Dieses Buch ist ein Spionagethriller, gar keine Frage, aber es ist auch weitaus mehr, denn es behandelt ein Thema – den Vietnamkrieg – aus einer gänzlich anderen Perspektive. Der namenlose Protagonist berichtet aus einer Art Exil von seinem Leben als kommunistischer Spion und den damit einhergehenden Absurditäten wie Verlockungen. Es zeigt sich, dass in ihm eine zutiefst gespaltene Persönlichkeit steckt. Sozusagen wortwörtlich, denn er soll einerseits als kommunistischer Spion tätig sein, andererseits aber auch seiner Arbeit als Adjutant des Generals nachgehen und ebensolche Spione ausfindig machen (und bestenfalls vielleicht sogar gleich beseitigen). Dass das Schwierigkeiten nach sich zieht ist selbstverständlich. Es fällt mir an dieser Stelle schwer, Details zu nennen, denn so würde ich einerseits zu viel vom Inhalt verraten, andererseits würde sich dies auch unmöglich in ein paar Sätzen wiedergeben lassen. Denn es ist – trotz des Stempels „Spionagethriller“ – ein anspruchsvoller Roman, der den Vietnamkrieg und die Zeit danach aus vietnamesischer Sicht thematisiert. (Also mal nicht „typisch amerikanisch“ à la „Full Metal Jacket“ oder „Good Morning, Vietnam“). Der Autor, der selbst nach dem Fall Saigons 1975 mit seinen Eltern in die USA flieht, nutzt so sicher ein wenig seine eigenen Erfahrungen, seine Sichtweise über die USA und Vietnam und deren Gegensätze. Die Schwierigkeiten, in einer fremden Welt groß zu werden und dabei die Vergangenheit der Familie und des Landes, in dem er geboren worden ist, permanent mit dabei im Hinterkopf.

Ja, es ist ein politisches Buch, aber doch schafft es Viet Thanh Nguyen dies mit seiner bildhaften Sprache, den spannenden Szenenwechseln und dem ab und an aufblitzenden Humor den|die Leser|in fast vergessen zu lassen. Manchmal hat mich die teilweise leicht vulgäre, grobe Sprache oder auch die ein oder andere Szene etwas abgeschreckt – auch wenn man beides mit einer gewissen Ironie betrachten und lesen sollte. Es ist jedoch passend zur Thematik und letztlich einfach Geschmackssache.

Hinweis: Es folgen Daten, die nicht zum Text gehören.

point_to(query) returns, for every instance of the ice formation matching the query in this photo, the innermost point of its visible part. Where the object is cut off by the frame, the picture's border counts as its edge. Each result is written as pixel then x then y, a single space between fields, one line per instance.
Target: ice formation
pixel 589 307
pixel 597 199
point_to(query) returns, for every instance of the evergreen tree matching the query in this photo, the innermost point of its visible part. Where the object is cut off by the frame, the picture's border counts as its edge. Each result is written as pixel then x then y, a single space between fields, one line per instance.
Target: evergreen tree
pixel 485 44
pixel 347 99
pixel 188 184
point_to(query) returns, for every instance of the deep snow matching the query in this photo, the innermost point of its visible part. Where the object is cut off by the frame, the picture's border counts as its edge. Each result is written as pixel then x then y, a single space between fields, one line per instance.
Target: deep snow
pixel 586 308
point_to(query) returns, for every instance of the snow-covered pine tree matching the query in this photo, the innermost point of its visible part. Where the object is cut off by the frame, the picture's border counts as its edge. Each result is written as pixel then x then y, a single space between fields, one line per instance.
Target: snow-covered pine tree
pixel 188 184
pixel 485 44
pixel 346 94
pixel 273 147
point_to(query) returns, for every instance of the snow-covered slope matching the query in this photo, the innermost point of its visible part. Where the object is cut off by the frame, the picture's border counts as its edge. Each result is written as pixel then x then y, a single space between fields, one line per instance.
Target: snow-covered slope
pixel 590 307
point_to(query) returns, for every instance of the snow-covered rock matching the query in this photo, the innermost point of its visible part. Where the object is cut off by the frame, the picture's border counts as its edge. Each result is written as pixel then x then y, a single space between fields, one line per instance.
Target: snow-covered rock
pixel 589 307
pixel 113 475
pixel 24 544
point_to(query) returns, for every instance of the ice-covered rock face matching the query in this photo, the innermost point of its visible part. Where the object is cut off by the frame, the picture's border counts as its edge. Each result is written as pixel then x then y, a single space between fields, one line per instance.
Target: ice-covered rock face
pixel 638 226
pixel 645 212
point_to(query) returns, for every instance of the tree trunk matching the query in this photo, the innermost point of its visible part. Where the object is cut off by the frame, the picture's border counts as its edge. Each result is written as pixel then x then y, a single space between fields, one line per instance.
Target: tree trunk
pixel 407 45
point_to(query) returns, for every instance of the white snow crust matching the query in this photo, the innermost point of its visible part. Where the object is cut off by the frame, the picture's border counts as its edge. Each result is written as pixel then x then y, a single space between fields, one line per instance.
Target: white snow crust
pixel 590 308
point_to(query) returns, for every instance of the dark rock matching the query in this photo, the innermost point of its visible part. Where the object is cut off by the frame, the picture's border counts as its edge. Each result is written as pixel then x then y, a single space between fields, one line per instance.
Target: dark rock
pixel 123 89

Wer nun denkt, in diesem Roman würde die Perspektive einfach bloß umgedreht werden, der irrt. Viet Thanh Nguyen macht es sich nicht einfach, sondern versucht beide Seiten – die vietnamesische und amerikanische – zu beleuchten, das macht alleine schon seine im äußersten Zwiespalt steckende Hauptfigur deutlich. Ein sehr lesenswerter, durch und durch spannender Roman, bei dem wir auf eine Fortsetzung hoffen dürfen.

Herzlichen Dank an den Verlag für das Leseexemplar!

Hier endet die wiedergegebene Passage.